Research Grants

 

Semantic analysis based on Neural Networks approaches
SGS07/UVAFM/2019, University of Ostrava (2019)
Miroslav Kubát, Jan Hůla, David Mojžíšek, Kateřina Pelegrionová
 
The project is thematically related to the series of previous SGS projects which were focused on neural based linguistic analysis. The goal of this SGS project is to make a previously developed analysis accessible for wider audience as an interactive web application. Concretely, the plan is to develop a web application which would allow to measure semantic properties of words chosen by a user and which would visualize the results of the analysis in comprehensive graphs.
The second part of the project will be deal with a construction of semantic graph based on the similarity of the meanings of words which will be acquired with the method called Word2Vec. This graph will be later analyzed by the methods used to study complex networks.
In comparison with our previous SGS projects, the analysis will be done on newer synchronic corpus SYN_V6 (Czech national corpus).
The proposed project corresponds both to the research of the Institute for Research and Applications of Fuzzy Modeling of the University of Ostrava in the field of neural networks, as well as to the main branch of quantitative textual linguistics at the Department of Czech Language, Faculty of Arts of the University of Ostrava.
 

 

SGS01/UVAFM/2018, University of Ostrava (2018)
Miroslav Kubát, Radek Čech, Jan Hůla, David Číž, Kateřina Pelegrinová
 
The project follows up the previous SGS project Application of Neural Networks in Diachronic and Synchronic Semantic Analysis of Texts. The first analysis showed that there is a convincing potential of this approach. The main goal is to extend the functionality of the developed software and to discover the possible applications of the proposed method in linguistic research. Specifically, with our method we can measure the Context specificity of lemma (CSL). This method is based on the Word2vec technique and measures the degree of the context specificity of a lemma.
 
 
 
SGS02/UVAFM/2017 University of Ostrava (2017)

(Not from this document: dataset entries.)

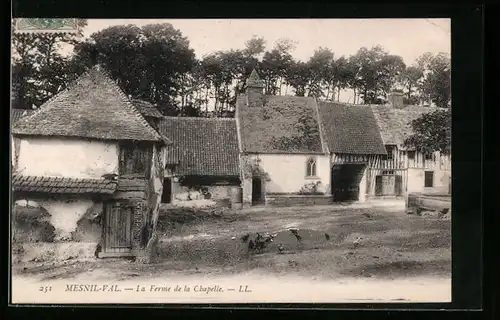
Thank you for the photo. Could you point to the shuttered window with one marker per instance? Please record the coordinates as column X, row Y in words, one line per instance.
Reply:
column 429, row 179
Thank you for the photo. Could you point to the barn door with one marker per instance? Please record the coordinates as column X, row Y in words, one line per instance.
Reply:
column 118, row 228
column 378, row 185
column 399, row 185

Radek Čech, Miroslav Kubát, Jan Hůla, Vojtěch Molek
 
The aim of the project is to apply the contemporary methods based on neural networks in textology. Semantic changes in a Czech corpus are analyzed from synchronic and diachronic viewpoints. More specifically, (a) we examine the development of the political and social discourse from 1990 to 2014, and (b) we investigate the effectiveness of this method for genre classification. The project reflects the research topics of the Department of Czech Language (quantitative linguistics) and the Institute for Research and Applications of Fuzzy Modeling of the University of Ostrava (neural networks).
 
 
 
Implementation of new methods for the teaching of quantitative linguistic subjects at the Department of Czech Language at the Faculty of Arts of the of the University of Ostrava, and the improvement of the pedagogical and professional competence of the staff of the Department, based on expert consultation at the Department of Philosophy, Sociology, Education and Applied Psychology, University of Padua.

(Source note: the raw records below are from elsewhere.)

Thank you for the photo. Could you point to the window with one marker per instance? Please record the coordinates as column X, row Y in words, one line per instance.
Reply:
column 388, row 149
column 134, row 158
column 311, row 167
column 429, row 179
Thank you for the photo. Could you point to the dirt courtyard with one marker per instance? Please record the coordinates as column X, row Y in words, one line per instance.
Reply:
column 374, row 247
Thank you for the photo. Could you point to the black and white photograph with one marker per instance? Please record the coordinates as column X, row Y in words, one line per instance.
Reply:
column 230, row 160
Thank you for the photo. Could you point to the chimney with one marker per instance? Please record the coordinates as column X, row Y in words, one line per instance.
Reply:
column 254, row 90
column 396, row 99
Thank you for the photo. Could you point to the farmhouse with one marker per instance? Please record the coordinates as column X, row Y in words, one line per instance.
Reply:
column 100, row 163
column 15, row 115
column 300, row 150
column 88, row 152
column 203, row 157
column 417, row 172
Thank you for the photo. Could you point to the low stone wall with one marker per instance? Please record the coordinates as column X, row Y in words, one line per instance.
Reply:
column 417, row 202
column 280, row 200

IRP201707 Universtity of Ostrava (2017)
Miroslav Kubát, Radek Čech
 
 
 
QUITA (Quantitative Index Text Analyzer) – Software Measuring Vocabulary Richness and Other Quantitative Features of Texts 
IGA FF_2013_031, Palacký Univesity Olomouc (2013)

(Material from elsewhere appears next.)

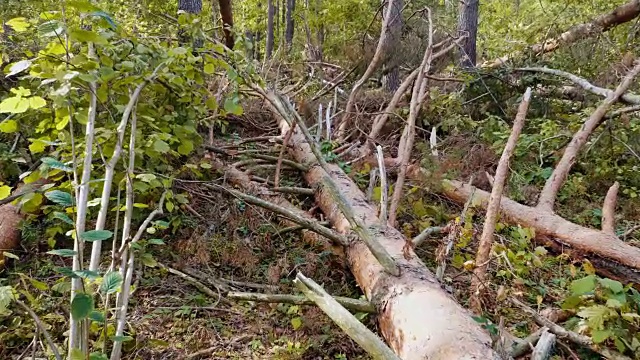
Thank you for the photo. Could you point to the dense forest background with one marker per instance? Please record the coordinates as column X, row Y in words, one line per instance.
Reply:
column 319, row 179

Radek Čech, Vladimír Matlach, Miroslav Kubát
 
Quantitative Index Text Analyzer (QUITA) covers the most common indicators, especially those connected with frequency structure of a text. In addition to computing results of the indicators, QUITA also provides  statistical testing and graphical visualization of obtained data. QUITA is a versatile tool with many uses designed for researchers from various disciplines (linguistics, literary criticism, history, sociology, psychology, politics, biology, etc.). The programme enables basic text processing functions – such as creating word lists, text lemmatizing, or creating n-grams. The program also provides more advanced tools, such as a random text creator or a binary file translator. However, the main part of the software is an indicator computing. Although the authors focused mainly on the indicators connected to frequency structure of a text (e.g., h-point, entropy, repeat rate, adjusted modulus, Gini’s coefficient, lambda), there are also several other characteristics, such as thematic concentration, activity & descriptivity, or writer’s view. More information about the software is to be found in the book QUITA – Quantitative Index Text Analyzer and in the diploma thesis Kvantitativně lingvistický software.